Learning Compiler -- Intro, Lexical Analysis and Parsing

This is the summary of Stanford Compiler Lessons on Coursera

Intro

The basic steps of compile is

lexical analysis
parsing
semantic analysis
optimization
code generation

Lexical Analysis

the implementation of lexical analysis contains two things:

first, partition the input string into lexemes

Second, identify the token class of each lexeme

Notice that this method mostly use Left-to-right scan, and lookahead sometimes is required.

Token Class(In COOL)
- whitespace: : a non-empty sequence of blanks, newlines, and tabs
- keyword: “if” or “else” or “then” or …
- identifier: strings of letters or digits, starting with a letter
- integer: a non-empty string of digits
Regular Language

The regular expressions over ∑ are the smallest set of expressions including

In regular languages there are rules descirbed in sets like:
- ℇ (Epsilon)
- ‘c’ (Single Charactor)
- A + B (Union)
- AB (Concatation)
- A* (Iteration)
Formal Language

Let ∑ be a set of characters (an alphabet). A language over ∑ is a set of strings of characters drawn from ∑ It is represeted as L(e) = M, where e stands for regular expression, M stands for set of strings.
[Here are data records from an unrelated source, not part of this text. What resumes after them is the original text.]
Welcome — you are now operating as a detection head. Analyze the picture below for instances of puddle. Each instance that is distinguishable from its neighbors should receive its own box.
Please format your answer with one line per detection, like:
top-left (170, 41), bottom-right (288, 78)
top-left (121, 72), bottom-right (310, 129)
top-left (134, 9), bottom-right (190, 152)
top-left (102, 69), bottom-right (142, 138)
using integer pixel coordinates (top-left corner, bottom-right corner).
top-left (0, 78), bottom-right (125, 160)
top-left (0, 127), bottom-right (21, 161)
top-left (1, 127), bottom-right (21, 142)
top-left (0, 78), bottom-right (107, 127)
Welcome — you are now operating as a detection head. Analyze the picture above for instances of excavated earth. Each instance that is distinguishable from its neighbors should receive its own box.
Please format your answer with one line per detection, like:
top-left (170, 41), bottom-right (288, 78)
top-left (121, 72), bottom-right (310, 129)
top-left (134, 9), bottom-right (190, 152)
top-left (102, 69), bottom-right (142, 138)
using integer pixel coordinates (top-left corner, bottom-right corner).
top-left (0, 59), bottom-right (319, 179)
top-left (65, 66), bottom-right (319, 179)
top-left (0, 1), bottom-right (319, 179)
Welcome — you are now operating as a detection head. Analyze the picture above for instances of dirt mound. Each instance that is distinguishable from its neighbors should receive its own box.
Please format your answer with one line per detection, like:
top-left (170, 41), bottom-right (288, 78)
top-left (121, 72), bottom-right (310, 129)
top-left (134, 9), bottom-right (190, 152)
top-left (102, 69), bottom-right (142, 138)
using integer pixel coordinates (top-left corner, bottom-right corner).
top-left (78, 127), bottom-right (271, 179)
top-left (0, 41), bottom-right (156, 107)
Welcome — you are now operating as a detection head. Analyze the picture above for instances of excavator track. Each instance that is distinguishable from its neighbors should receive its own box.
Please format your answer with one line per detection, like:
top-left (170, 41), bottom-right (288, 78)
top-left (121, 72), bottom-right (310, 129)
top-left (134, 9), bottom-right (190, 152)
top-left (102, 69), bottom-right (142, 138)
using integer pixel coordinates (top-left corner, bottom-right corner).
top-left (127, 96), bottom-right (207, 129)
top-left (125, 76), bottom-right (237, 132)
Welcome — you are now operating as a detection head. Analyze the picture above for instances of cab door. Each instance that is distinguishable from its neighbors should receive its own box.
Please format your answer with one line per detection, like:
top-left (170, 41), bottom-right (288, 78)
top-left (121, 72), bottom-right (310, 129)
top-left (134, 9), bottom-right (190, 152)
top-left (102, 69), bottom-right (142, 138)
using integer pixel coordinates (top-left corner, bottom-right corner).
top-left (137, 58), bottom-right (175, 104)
In formal languages I’ve learned that multiple syntaxs of regular language can only point to one semantic meaning, which is the formal language.
Lexical Specification
- Procedure:
  1. Write a rexp for the lexemes of each token class
  2. Construct formal language L(R), matching all lexemes for all tokens
  3. Let input be x1…xn For 1 ≤ i ≤ n check x1…xn ∊ L(R)
  4. If success, then we know that x1…xi ∊ L(Rj) for some j
  5. Remove x1…xi from input and go to (3)
  6. return ERROR token if all strings are not in the lexical specification
- Notice:
  - one regular expression should match as long as a string can be.
  - regular expression’s priority is determined by the specified order.
  - An Error match should always have the lowest priority
Finite Automata
- A finite automaton consists of
  - An input alphabet ∑
  - A set of states S
  - A start state n
  - A set of accepting states F ⊆ S
  - A set of transitions s1 (on input a) -> s2
- Deterministic Finite Automata (DFA)
  - One transition per input per state
  - No ℇ-moves
  - Faster to execute
- Nondeterministic Finite Automata (NFA)
  - Can have multiple transitions for one input in a given state (which may ends in different results)
  - Can have ℇ-moves
  - In general, smaller than DFA
Implementing Finite Automata
- Procedure: Lexical Specification -> Regular Expressions -> NFA -> DFA -> Table-driven Implementation of DFA
- NFA -> DFA
  - Epsilon Closure: Pick one state, then look at all the states it can reach by following epsilon moves.
  - So basically the transition is about finding epsilon closures in NFA of different inputs, then gather each epsilon closure up as one DFA state.
- A DFA can be implemented by a 2D table T (Acturally NFA can also do the trick,but the table would be huge…)
  - One dimension is states
  - Other dimension is input symbol
  - For every transition Si (on input a) -> Sk, define T[i,a] = k

Parsing

Finite Automata can really only express things where you can count modulus on k, where k is the number of states.

So we need parsing, which transfer sequence of tokens from lexer to parse tree of the program.